Preliminary plans, such as those provided in a Phase I of the Design/Build process, are the most efficient and economical means to determine the budget for your construction project.
While there has been a shift in the numbers1, there are still many business owners out there who are skeptical of the Design/Build method of construction. They are more familiar with the traditional Design/Bid/Build method where they hire an architect, then have general contractors competitively bid the project, and the contractor with the best price/value builds the project.
Early on, when we’re discussing the benefits of Design/Build with those who are skeptical, they have a difficult time accepting that they need to pay the nominal fee for the preliminary drawings (Phase I Design) so we can estimate the construction budget. Those who are accepting of it realize that they would be paying that and more at an independent architecture firm.
In the Design/Build process, the Phase I fee is nominal to cover the team’s time to complete a needs analysis, make necessary regulatory investigations, create a preliminary design and seek bidding resources for a preliminary budget.
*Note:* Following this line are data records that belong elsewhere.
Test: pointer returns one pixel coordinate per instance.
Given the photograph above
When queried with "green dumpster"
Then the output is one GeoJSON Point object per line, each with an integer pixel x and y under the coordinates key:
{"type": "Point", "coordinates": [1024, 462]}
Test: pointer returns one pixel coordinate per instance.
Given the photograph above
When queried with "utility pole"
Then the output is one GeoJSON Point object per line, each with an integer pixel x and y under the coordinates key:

Having a pretty accurate, yet ball park, estimate early in the process helps an owner obtain funding earlier. The information gained during the Phase I is accurate and sufficient to take to a bank to secure financing. Clients never get a separate bill for the Phase I cost unless the project doesn’t come to fruition, then the fees are billed to cover the team’s time at a fraction of the cost of a full set of plans. Furthermore, if obstacles arise while a customer is planning to build a building that cause them to change their mind, it’s less risky to commit to a portion of the cost of the design while working through the initial process.
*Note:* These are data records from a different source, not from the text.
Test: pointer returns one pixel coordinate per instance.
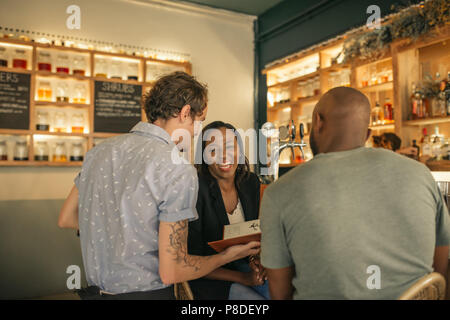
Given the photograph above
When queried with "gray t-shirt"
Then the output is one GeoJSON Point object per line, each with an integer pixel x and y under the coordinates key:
{"type": "Point", "coordinates": [354, 221]}
{"type": "Point", "coordinates": [127, 185]}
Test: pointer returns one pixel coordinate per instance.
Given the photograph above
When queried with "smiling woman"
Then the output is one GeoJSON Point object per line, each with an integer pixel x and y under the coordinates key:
{"type": "Point", "coordinates": [228, 194]}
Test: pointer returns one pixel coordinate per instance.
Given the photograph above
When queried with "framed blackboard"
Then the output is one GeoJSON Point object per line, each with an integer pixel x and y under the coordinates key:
{"type": "Point", "coordinates": [14, 100]}
{"type": "Point", "coordinates": [117, 106]}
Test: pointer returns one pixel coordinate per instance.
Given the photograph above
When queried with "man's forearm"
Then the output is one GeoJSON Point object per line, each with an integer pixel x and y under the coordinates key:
{"type": "Point", "coordinates": [176, 264]}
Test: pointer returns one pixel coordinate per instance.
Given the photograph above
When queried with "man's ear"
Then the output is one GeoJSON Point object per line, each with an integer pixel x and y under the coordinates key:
{"type": "Point", "coordinates": [185, 113]}
{"type": "Point", "coordinates": [318, 121]}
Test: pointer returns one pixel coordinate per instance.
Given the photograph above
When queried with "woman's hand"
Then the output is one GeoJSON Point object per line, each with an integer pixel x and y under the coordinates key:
{"type": "Point", "coordinates": [256, 266]}
{"type": "Point", "coordinates": [251, 279]}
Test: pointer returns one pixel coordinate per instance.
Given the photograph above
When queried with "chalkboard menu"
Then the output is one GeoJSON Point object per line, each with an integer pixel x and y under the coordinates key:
{"type": "Point", "coordinates": [14, 100]}
{"type": "Point", "coordinates": [117, 106]}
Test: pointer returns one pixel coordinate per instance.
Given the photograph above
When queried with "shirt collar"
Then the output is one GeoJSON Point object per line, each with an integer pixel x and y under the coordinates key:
{"type": "Point", "coordinates": [151, 130]}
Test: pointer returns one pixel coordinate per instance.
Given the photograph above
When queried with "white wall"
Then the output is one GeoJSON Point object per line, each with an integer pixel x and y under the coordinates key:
{"type": "Point", "coordinates": [221, 49]}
Additionally, having the flexibility to “tweak” the preliminary design so it fits within your budget is much more economical because you don’t have the engineering elements involved, yet. Those get explicitly defined in the Phase II drawings.
When you add a Design/Builder to your team before you purchase property, they can assess the property and available utilities to provide the best use of space. Also, prior to purchase, a Design/Build team can help coach an owner on contingencies in the purchase agreement as a buffer or a “get out of jail free card” if there are undesirable obstacles to using the property the way intended.
Those are the main benefits to committing to Phase I Drawings, but the Design/Build process has other benefits like completing construction faster, fewer change orders, open communication, and one entity having all the low bids. Read more about the benefits of this method in our White Paper, "Why Some Business Owners Don't Do Design/Build, but Should".
1 According to “Design-Build Project Delivery Market Share and Market Size Report” by Reed Construction Data and RS Means Intelligence, Design/Build construction delivery method has taken an additional 9% of the construction market since 2005 and General Construction has lost 10% of the market share in that same time.